Giant cell (temporal) arteritis and Takayasu arteritis: aorta and large to medium-sized artery. Polyarteritis nodosa and Kawasaki disease: Large to medium-sized artery and small artery. Cutaneous leukocytoclastic angiitis: capillary and venule. Henoch-Schonlein purpura and essential cryoglobulinemic vasculitis: arteriole, capillary, and venule. Microscopic polyangiitis (microscopic polyarteritis): small artery, arteriole, capillary, and venule. Wegener’s granulomatosis and Chrug-Strauss syndrome: small artery, arteriole, capillary, venule, and vein.
Movat’s stain is a pentachrome stain originally developed to highlight the varous constituents of connective tissue, especially cardiovascular tissue.

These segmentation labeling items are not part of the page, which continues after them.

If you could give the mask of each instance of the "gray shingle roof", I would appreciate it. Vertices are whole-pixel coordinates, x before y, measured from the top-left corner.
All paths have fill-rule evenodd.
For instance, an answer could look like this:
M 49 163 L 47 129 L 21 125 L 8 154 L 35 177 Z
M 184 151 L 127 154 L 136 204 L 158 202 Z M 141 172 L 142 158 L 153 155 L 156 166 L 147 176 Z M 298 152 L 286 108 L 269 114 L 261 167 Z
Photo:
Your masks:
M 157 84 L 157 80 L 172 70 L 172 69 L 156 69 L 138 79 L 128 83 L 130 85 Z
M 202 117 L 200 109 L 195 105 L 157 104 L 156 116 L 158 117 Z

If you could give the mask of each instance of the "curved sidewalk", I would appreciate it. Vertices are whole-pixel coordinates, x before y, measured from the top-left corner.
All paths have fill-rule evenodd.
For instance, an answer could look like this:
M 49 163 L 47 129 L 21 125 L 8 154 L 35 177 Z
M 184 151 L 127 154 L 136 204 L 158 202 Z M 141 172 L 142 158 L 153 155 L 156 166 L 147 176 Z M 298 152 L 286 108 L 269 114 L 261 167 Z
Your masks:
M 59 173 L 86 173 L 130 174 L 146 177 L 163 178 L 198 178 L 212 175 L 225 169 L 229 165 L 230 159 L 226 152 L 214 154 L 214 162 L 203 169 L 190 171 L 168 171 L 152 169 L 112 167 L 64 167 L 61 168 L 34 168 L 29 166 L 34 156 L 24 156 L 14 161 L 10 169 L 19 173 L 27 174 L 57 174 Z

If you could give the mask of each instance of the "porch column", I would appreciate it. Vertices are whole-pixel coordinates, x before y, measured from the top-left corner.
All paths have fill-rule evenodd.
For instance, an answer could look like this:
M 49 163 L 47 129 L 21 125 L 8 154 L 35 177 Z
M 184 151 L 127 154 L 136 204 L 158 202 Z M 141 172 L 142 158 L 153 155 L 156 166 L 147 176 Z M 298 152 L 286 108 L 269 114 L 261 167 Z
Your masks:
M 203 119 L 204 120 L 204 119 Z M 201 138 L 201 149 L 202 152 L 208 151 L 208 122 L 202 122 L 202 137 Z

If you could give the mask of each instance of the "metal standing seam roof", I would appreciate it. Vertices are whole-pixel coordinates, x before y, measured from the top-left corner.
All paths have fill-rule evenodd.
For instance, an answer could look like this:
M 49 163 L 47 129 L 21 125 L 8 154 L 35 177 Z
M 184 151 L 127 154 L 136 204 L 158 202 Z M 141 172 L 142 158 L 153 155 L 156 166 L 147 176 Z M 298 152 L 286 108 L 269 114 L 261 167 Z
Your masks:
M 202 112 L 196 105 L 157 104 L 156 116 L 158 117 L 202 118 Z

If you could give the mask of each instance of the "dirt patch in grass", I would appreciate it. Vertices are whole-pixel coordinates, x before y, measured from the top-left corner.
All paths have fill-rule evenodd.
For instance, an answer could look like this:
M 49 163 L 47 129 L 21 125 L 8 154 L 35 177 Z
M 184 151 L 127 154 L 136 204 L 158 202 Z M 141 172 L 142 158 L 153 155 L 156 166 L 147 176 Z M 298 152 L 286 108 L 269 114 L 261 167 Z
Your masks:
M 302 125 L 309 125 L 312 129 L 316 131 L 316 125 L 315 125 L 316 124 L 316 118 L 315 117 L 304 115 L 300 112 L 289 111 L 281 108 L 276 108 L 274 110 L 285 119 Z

What are the 5 colors and the 5 tissue types stained by them?
Black: nuclei, elastic fibers. Yellow: collagen fibers, reticular fibers. Blue: ground substance, mucin. Red: fibrin. Bright red: muscle.

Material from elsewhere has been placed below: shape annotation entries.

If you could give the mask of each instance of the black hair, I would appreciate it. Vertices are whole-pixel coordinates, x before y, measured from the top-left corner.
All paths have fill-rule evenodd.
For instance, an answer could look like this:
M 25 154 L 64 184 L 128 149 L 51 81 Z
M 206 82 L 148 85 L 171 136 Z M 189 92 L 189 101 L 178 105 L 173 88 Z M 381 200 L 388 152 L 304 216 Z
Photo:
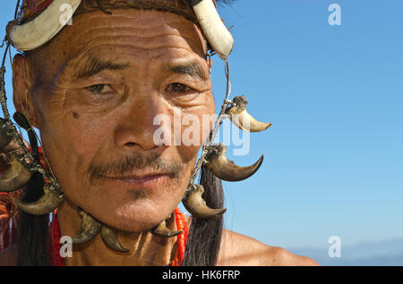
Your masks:
M 42 175 L 34 172 L 22 193 L 21 200 L 34 202 L 40 198 L 43 194 Z M 35 216 L 20 210 L 17 221 L 17 265 L 50 265 L 48 223 L 47 214 Z
M 204 188 L 203 199 L 209 207 L 222 208 L 224 191 L 221 180 L 205 167 L 202 168 L 200 184 Z M 216 265 L 223 230 L 222 215 L 216 219 L 192 218 L 184 266 Z

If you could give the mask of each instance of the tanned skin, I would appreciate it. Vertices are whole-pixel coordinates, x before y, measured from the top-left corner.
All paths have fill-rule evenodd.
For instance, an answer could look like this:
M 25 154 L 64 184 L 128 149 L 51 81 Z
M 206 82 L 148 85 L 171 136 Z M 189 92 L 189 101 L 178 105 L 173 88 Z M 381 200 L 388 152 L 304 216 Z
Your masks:
M 14 57 L 15 107 L 39 129 L 65 194 L 58 208 L 62 236 L 78 232 L 80 206 L 119 229 L 121 244 L 131 250 L 112 251 L 97 236 L 74 246 L 66 265 L 167 265 L 172 260 L 176 238 L 156 237 L 148 230 L 180 203 L 204 138 L 199 146 L 158 146 L 153 135 L 159 125 L 153 120 L 166 114 L 173 121 L 174 108 L 200 121 L 202 114 L 215 113 L 206 51 L 202 31 L 184 17 L 122 9 L 112 15 L 78 15 L 44 47 Z M 201 125 L 200 133 L 209 133 L 211 126 L 203 131 Z M 133 153 L 158 156 L 167 169 L 182 165 L 180 174 L 146 167 L 90 179 L 91 165 Z M 167 223 L 176 229 L 173 215 Z M 2 254 L 0 264 L 15 264 L 15 256 L 12 246 Z M 317 263 L 224 230 L 217 264 Z

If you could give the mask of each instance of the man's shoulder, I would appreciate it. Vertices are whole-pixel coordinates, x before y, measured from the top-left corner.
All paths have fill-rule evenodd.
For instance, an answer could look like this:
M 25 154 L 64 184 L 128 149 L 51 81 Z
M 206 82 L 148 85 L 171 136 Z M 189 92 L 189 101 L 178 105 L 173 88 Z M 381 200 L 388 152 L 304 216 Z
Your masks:
M 13 245 L 0 252 L 0 266 L 17 265 L 17 246 Z
M 312 258 L 285 248 L 265 245 L 254 238 L 224 230 L 218 265 L 316 266 Z

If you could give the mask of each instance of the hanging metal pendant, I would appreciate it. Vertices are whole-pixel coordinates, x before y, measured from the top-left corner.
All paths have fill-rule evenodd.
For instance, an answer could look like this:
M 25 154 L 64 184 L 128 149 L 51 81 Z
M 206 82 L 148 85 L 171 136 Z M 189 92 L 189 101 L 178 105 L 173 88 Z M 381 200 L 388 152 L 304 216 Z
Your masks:
M 263 155 L 253 165 L 240 167 L 226 156 L 224 144 L 213 145 L 206 155 L 205 167 L 216 177 L 227 181 L 240 181 L 253 175 L 263 163 Z
M 165 238 L 172 238 L 181 234 L 183 230 L 171 230 L 167 227 L 165 221 L 161 221 L 157 227 L 151 230 L 151 233 Z
M 20 189 L 30 181 L 31 177 L 32 171 L 25 168 L 17 157 L 13 156 L 0 178 L 0 192 Z
M 190 213 L 197 218 L 217 218 L 221 216 L 227 209 L 211 209 L 207 206 L 206 202 L 202 197 L 204 188 L 201 185 L 194 184 L 189 188 L 182 203 Z
M 265 123 L 256 121 L 246 111 L 246 104 L 248 101 L 244 96 L 236 96 L 233 99 L 235 105 L 231 105 L 226 110 L 227 114 L 231 114 L 231 121 L 236 125 L 241 130 L 246 132 L 261 132 L 271 125 L 271 122 Z
M 98 235 L 101 227 L 95 218 L 82 209 L 79 208 L 79 213 L 81 215 L 81 224 L 77 235 L 72 239 L 73 245 L 80 245 L 91 240 Z
M 117 229 L 103 224 L 101 227 L 100 235 L 102 237 L 102 240 L 104 241 L 105 245 L 107 246 L 107 247 L 116 252 L 130 252 L 129 249 L 123 247 L 120 244 Z
M 43 187 L 44 195 L 39 200 L 32 203 L 26 203 L 14 198 L 17 206 L 23 212 L 32 215 L 44 215 L 54 211 L 63 201 L 64 194 L 52 188 L 50 183 L 46 183 Z

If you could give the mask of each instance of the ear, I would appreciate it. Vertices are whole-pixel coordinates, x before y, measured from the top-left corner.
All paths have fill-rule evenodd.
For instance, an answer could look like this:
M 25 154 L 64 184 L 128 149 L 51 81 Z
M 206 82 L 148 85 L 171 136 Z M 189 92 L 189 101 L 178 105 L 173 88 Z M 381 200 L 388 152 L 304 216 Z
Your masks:
M 33 127 L 37 127 L 32 104 L 32 82 L 29 69 L 27 58 L 22 54 L 16 54 L 13 59 L 13 102 L 15 110 L 23 113 Z

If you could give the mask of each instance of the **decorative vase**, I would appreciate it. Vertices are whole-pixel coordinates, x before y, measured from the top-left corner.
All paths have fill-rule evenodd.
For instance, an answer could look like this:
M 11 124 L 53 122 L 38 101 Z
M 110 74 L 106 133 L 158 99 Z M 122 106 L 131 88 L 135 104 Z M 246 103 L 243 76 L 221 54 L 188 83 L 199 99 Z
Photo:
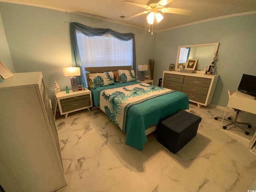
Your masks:
M 154 79 L 154 67 L 155 65 L 155 60 L 153 59 L 149 59 L 149 67 L 150 68 L 151 79 Z

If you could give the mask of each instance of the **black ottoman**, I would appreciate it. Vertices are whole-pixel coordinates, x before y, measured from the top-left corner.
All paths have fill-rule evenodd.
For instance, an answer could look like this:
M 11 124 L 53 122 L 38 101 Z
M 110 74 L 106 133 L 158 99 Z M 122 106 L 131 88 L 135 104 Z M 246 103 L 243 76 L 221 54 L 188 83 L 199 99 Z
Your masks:
M 157 141 L 175 154 L 196 135 L 202 118 L 186 111 L 161 119 L 157 128 Z

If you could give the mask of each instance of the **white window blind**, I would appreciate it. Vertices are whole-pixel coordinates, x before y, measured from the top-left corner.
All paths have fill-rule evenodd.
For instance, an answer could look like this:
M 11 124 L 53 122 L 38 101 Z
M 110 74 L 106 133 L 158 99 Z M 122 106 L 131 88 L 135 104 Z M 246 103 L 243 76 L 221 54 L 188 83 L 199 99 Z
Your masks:
M 84 84 L 88 87 L 86 67 L 132 65 L 132 40 L 119 40 L 110 34 L 89 37 L 76 31 Z

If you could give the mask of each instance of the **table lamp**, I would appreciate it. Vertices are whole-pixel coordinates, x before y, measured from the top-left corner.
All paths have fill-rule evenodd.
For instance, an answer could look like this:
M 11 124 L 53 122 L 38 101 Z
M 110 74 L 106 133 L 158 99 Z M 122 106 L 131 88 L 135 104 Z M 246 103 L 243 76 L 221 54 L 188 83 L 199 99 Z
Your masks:
M 140 81 L 144 81 L 145 78 L 145 71 L 148 70 L 148 65 L 138 65 L 138 70 L 140 72 Z
M 65 77 L 70 77 L 70 81 L 72 86 L 72 90 L 73 92 L 77 91 L 78 88 L 76 81 L 76 77 L 80 76 L 80 68 L 79 67 L 64 67 L 62 68 L 63 74 Z

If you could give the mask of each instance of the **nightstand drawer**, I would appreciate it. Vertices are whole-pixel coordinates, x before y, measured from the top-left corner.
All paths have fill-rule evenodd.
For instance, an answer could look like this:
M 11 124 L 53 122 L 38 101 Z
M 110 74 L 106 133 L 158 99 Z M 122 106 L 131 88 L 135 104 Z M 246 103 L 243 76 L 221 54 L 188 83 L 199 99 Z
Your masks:
M 70 98 L 68 98 L 67 99 L 61 99 L 60 100 L 60 102 L 62 104 L 64 104 L 65 103 L 67 103 L 68 102 L 72 102 L 74 101 L 77 101 L 78 100 L 89 99 L 90 100 L 90 95 L 81 95 L 81 96 L 77 96 Z
M 64 113 L 91 105 L 89 95 L 62 99 L 60 101 L 62 110 Z

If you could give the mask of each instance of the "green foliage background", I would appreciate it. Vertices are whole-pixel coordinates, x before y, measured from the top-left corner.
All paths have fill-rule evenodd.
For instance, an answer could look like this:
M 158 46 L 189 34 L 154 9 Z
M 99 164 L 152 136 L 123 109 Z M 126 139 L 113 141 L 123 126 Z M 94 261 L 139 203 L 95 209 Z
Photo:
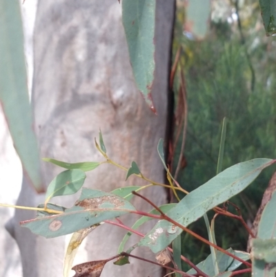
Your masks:
M 230 3 L 230 8 L 239 8 L 241 26 L 238 21 L 211 21 L 210 33 L 201 41 L 189 40 L 183 35 L 185 10 L 177 10 L 174 52 L 180 46 L 183 48 L 180 62 L 185 68 L 188 102 L 184 151 L 187 164 L 181 169 L 178 181 L 188 191 L 216 174 L 224 117 L 227 131 L 223 169 L 253 158 L 276 157 L 275 39 L 265 37 L 256 1 L 236 5 Z M 175 91 L 179 83 L 176 76 Z M 176 94 L 176 105 L 177 99 Z M 175 169 L 179 149 L 180 142 Z M 275 166 L 266 169 L 249 188 L 231 200 L 248 222 L 254 220 L 275 170 Z M 229 210 L 235 211 L 230 207 Z M 210 218 L 213 214 L 210 213 Z M 201 219 L 191 228 L 207 238 L 204 226 Z M 248 234 L 239 222 L 219 216 L 215 231 L 218 245 L 246 251 Z M 208 246 L 188 234 L 182 236 L 182 247 L 184 254 L 194 263 L 210 253 Z

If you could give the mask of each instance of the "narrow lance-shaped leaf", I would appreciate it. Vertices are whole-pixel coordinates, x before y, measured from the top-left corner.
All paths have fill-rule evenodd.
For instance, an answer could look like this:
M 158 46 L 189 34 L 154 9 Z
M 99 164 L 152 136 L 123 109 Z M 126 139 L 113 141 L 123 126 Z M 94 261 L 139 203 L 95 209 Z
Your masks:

Does sarcoidosis cause restrictive or dilated cardiomyopathy?
Either.
Is cardiac involvement by sarcoid diffuse or patchy?
Patchy; endomyocardial biopsy makes the diagnosis in fewer than half of patients and a negative biopsy does not exclude the disease.
True or false. Arrhythmogenic cardiomyopathy involves only the right ventricle.
False. Arrhythmogenic cardiomyopathy typically involves the right ventricle (pulmonary infundibulum, apex, inferior wall) but may also involve the left ventricle and septum.
At least 12 genes encoding sarcomeric proteins, involving thick and thin filaments, with over 400 mutations have been implicated in the pathogenesis of hypertrophic cardiomyopathy. Of these mutations, those involving the (protein) are most commonly involved and account for 35% of all cases of HCM.
At least 12 genes encoding sarcomeric proteins, involving thick and thin filaments, with over 400 mutations have been implicated in the pathogenesis of hypertrophic cardiomyopathy. Of these mutations, those involving the beta-myosin heavy chain are most commonly involved and account for 35% of all cases of HCM. Other common mutations involve genes encoding myosin binding protein C (20%) and cardiac troponin T (15%).
VSDs account for __% of congenital cardiac defects, and ASDs account for __%.
VSDs account for 40% of congenital cardiac defects, and ASDs account for 10%.
Which type(s) of Streptococcus cause rheumatic heart disease, and which cause infective endocarditis?
Streptococcus pyogenes (group A or beta-hemolytic streptococcus) is the causative agent of rheumatic heart disease. Viridans streptococci are a common cause of infective endocarditis.
What is the most common cause of mitral stenosis?
Rheumatic heart disease. In 65-70% of cases, the mitral valve is the only valve affected. The mitral and aortic valves are affected in ~25% of cases.
Why is “arrythmogenic right ventricular cardiomyopathy” a misnomer?
Because it is not only the right ventricle that can be affected - left ventricle and septum can be affected too. The preferred term is “arrhythmogenic cardiomyopathy.”
Of the 3 CK isoenzymes, which is the fastest migrating and which is the slowest migrating?
The fastest is CK-BB (CK1). The slowest is CK-MM (CK3).